Blow-Up Solutions for a Class of Semilinear Elliptic and Parabolic Equations 论文

摘要

We study the asymptotic behavior of the solutions to the problem \[\left\{ \begin{array}{rlll} u_t-\Delta u&=a u-b(x)u^p &\mbox{in} &(0,\infty)\times \Omega,\\ \alpha u_\nu+\beta u&=0 & \mbox{on}& (0,\infty)\times \partial \Omega,\\ u(0,.)&=u_0&\mbox{in}& \Omega, \end{array}\right. \] where $p>1$, $b(x)\geq 0$ is continuous and vanishes on the closure of a nontrivial subdomain $\Omega_0$ of $\Omega\subset R^N$. This case can be regarded as a mixture of the well-understood logistic (when b(x) > 0 always) and Malthusian (when $b(x)\equiv 0$) models and has attracted much study in recent years. It follows from recent studies that the model behaves like the logistic model if the growth rate a of the species is less than some constant a0 > 0 and it behaves differently from the logistic model once $a\geq a_0$. In this paper, we show that, when $a\geq a_0$, the model behaves like the Malthusian model on part of the domain (i.e., on $\Omega_0$ where b vanishes) and it behaves like the logistic model on the remaining part of the domain.

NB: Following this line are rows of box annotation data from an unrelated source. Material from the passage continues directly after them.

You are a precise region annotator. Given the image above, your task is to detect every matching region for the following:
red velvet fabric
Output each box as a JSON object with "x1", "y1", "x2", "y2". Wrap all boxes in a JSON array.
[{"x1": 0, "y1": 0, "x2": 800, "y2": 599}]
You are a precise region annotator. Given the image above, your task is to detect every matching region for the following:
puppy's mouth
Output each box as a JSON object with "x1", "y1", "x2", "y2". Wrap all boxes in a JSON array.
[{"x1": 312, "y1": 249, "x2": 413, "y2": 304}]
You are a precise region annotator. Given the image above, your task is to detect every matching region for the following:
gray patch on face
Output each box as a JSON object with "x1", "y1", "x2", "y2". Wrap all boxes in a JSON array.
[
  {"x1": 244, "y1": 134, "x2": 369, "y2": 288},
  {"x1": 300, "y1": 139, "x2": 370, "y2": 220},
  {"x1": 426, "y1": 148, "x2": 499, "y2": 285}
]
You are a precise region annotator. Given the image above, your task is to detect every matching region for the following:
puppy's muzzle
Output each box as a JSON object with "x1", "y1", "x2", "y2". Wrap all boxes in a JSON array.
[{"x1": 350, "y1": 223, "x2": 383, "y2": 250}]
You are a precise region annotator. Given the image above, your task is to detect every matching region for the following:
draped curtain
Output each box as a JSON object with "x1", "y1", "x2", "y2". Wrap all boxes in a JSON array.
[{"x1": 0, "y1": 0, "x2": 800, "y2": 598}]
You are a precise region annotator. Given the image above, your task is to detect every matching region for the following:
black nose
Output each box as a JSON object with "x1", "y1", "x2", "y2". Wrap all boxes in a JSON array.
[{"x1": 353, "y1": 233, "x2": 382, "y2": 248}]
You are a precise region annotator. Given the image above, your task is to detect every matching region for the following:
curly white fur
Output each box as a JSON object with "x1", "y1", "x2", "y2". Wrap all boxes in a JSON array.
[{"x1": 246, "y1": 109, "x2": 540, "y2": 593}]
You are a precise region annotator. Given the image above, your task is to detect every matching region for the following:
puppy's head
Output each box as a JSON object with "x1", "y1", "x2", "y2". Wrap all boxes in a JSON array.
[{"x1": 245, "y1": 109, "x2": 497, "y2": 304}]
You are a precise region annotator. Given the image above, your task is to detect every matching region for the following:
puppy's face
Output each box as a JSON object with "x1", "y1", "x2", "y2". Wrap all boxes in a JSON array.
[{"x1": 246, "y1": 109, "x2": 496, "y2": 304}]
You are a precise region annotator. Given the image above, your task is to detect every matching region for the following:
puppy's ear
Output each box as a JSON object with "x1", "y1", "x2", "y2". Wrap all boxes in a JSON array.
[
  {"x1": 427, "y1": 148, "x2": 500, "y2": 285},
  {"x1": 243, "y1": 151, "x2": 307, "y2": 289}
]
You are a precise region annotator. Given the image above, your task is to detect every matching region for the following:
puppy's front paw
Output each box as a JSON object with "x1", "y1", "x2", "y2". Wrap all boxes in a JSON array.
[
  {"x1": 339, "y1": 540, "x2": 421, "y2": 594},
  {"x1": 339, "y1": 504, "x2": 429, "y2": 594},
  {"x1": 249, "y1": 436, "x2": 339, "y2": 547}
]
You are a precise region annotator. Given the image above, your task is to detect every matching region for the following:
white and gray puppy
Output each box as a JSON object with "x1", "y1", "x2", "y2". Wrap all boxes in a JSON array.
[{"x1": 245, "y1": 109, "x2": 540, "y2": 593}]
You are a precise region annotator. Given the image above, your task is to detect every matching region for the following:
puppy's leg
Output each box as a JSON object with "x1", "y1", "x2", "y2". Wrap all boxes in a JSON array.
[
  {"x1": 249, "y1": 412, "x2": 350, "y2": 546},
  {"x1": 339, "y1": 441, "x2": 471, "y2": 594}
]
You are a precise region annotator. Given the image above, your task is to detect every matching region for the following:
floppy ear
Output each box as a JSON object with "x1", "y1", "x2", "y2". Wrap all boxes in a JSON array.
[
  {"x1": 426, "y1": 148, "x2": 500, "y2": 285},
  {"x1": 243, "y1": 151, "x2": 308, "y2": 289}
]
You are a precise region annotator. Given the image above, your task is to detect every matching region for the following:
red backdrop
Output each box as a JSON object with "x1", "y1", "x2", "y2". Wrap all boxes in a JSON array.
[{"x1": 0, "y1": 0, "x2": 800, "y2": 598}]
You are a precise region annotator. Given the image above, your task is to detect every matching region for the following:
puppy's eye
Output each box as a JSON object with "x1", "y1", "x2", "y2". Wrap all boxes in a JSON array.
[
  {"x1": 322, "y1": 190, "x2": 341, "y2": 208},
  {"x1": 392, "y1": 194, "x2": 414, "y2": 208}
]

Our study shows that the boundary blow-up problem \[ -\Delta u=au-b(x)u^p \mbox{ in} \ \Omega\setminus\overline{\Omega}_0,\ \alpha u_\nu +\beta u=0 \mbox{ on}\\partial \Omega,\ \ u=\infty \mbox{ on}\ \partial \Omega_0 \] plays a key role in understanding the dynamics of our model and that the whole theory can be described by a nice bifurcation picture involving a branch of positive solutions at "infinity."